We would like to be more prepared, more eager, more responsive, more supportive.

Alas, this is the time and opportunity we have been given. We'd like to think that we have done our best within the constraints.

Context: One class just finished their semester this week and next week my new class starts, when I was just planning the revision support for the class that ended. I haven't even finished marking their assignments yet!

In the words of Mika though (since I have been watching his videos lately) Relax, Take it Eeeeaasy...!

I will do that. This is but a phase. Lethargy.

Time will pass and there will upcoming holidays when I can recharge. Be with the children. Cook. Eat. Workout. Date (perhaps?). Let's live for those days.

When the coin is flipped, we do get to enjoy flexibility in our work hours. We meet students from many different countries. We have access to great library books and online materials. AND the work is not as hectic as legal practice. So I will suck it in and survive.
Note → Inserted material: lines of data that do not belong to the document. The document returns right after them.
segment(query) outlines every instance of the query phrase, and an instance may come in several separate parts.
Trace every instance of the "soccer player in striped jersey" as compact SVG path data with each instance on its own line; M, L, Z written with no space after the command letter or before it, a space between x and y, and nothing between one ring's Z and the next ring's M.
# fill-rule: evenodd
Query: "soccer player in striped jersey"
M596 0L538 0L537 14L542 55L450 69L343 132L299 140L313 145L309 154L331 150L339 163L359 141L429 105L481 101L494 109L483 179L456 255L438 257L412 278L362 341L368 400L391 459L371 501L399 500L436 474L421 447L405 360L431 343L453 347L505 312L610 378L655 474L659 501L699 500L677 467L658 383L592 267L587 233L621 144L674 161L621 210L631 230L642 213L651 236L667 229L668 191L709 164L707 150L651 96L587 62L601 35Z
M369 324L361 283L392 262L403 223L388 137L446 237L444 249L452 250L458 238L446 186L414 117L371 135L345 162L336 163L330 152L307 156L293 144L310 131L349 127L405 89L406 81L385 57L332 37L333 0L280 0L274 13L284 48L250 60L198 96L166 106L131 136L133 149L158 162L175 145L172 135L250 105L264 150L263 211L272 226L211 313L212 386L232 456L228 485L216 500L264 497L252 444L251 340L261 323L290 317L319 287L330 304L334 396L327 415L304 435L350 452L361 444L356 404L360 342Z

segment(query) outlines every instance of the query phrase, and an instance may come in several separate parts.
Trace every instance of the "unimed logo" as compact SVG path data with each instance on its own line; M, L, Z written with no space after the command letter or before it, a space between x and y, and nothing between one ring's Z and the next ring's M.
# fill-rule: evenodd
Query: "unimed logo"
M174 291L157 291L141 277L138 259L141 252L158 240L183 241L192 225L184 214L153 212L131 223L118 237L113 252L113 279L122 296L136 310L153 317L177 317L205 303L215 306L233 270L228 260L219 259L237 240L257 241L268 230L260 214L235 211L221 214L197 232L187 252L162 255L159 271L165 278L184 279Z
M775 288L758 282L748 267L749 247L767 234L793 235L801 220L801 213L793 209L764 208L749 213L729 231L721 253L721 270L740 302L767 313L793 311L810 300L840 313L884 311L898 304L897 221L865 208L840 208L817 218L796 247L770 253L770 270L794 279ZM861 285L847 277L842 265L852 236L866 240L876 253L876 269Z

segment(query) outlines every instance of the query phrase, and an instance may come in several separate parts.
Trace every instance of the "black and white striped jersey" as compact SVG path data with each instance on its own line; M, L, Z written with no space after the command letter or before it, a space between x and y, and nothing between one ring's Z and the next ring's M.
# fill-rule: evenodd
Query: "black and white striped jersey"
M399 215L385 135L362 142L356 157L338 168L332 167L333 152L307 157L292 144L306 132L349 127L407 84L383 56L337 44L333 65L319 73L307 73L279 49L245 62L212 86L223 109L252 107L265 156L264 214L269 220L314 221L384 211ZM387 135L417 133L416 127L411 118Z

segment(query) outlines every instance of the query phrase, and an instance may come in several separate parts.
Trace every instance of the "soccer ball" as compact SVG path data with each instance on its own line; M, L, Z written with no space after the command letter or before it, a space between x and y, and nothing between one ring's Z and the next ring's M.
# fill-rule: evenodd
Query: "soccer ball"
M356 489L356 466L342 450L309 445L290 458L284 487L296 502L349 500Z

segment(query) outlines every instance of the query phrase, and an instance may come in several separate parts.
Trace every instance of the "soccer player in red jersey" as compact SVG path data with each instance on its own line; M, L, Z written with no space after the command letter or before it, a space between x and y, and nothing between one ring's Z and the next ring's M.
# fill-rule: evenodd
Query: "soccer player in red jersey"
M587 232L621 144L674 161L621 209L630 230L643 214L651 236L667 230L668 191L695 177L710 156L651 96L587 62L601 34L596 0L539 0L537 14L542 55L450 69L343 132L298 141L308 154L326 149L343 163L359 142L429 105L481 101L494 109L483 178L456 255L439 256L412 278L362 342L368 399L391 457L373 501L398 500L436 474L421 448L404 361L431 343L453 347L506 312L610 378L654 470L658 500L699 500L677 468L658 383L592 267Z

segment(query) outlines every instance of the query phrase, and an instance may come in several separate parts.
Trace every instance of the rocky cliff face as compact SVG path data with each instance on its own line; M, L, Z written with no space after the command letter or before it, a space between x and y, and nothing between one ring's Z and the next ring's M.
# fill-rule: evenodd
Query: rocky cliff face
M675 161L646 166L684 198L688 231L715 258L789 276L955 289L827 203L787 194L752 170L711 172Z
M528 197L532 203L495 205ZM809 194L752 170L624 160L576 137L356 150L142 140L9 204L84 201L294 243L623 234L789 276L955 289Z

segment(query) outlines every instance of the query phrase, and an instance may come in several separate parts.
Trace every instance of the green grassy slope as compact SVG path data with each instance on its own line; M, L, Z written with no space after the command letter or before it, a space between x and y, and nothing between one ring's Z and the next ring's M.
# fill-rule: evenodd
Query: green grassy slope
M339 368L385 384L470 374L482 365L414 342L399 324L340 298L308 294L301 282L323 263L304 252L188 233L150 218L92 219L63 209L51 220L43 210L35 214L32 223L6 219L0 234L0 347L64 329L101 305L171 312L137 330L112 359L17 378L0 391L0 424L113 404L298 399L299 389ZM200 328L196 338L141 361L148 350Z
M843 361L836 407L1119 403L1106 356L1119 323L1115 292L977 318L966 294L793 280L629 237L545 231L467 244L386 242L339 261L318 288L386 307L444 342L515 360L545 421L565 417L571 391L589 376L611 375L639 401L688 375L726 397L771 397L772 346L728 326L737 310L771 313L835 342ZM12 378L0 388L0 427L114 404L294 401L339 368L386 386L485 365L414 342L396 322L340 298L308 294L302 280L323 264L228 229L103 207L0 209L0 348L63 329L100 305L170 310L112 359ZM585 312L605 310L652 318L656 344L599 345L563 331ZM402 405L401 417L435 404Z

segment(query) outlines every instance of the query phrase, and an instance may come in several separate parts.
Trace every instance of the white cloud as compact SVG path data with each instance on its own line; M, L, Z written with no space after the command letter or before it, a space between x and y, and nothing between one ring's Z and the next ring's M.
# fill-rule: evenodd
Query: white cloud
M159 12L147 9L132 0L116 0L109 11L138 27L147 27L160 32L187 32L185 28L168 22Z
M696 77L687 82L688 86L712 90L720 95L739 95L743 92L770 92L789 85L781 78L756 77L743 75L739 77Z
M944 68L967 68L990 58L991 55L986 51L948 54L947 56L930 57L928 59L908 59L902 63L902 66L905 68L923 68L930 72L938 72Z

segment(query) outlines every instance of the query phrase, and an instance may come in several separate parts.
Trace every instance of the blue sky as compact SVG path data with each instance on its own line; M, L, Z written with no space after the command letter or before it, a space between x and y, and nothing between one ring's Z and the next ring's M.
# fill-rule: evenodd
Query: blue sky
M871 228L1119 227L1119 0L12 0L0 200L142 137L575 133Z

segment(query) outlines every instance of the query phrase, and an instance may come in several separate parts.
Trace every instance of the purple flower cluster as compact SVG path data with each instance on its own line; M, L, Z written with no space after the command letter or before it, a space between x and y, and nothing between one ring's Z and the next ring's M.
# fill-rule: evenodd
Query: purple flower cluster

I promise!

WYSIWYG

WYSIWYG = What You See Is What You Get

This is me & no one can hold me back anymore.
Previously I was sheltered then I was controlled.
Now I have broken free.

Still need some tact in my communications.
Still spoke much much much too early before I think.
Still the awkward little girl in a deceivingly confident-looking grown woman's body.

No more hiding.
Or pretending.
I am unmasked.
This is who I really am.

Who will I be next?
Still essentially me I hope.

There is a lot more ground to cover.
In how much time, it is anyone's guess.
I will take as much time as I am allowed.
To be the best me I can be.

Wednesday, October 12, 2016

Life's Intricacies

Sometimes you get attention from a lot of people, none of whom you like.

Sometimes you have a crazy crush on someone, but he doesn't feel the same about you.

Sometimes you love someone but there is no way on earth it could work out.

Sometimes you are in love but you just keep on waiting for something more to happen.

Sometimes it is probably better to just go with it, rather than thinking too much.

Sometimes it is better to walk away, because you keep hitting the wall too many times.

Wait, push for it, pursue it- what is best?

Sometimes I insist, very adamantly.

Sometimes (Most times rather) I walk away, for self-preservation.

At times you just gotta let things be and let Allah work His magic.

Saturday, October 08, 2016

Thinking of You

Right now I'm learning to balance my feelings. Not to long for his presence too much. Not to miss him too much. It should be just nice & just right. (I don't even know what I am talking about).

Starting to be more secure in this relationship. He loves me in his own way yet I know he cares. He's sweet that way.

Our promise is to be loyal. I do hope he keeps his end of the bargain. At this stage (or at any stage for that matter) if he falls in love with another, I am willing to let go of him in a heartbeat. No questions asked.

What is love? Am I ready? I remain my sloppy easygoing (but sometimes whiny) self. I hope he sees me more for my good qualities.

The next question is: how far will we take this? I would like to love him for the rest of my life, if it is possible. If is is not, then I'll pray for his happiness & be on my way.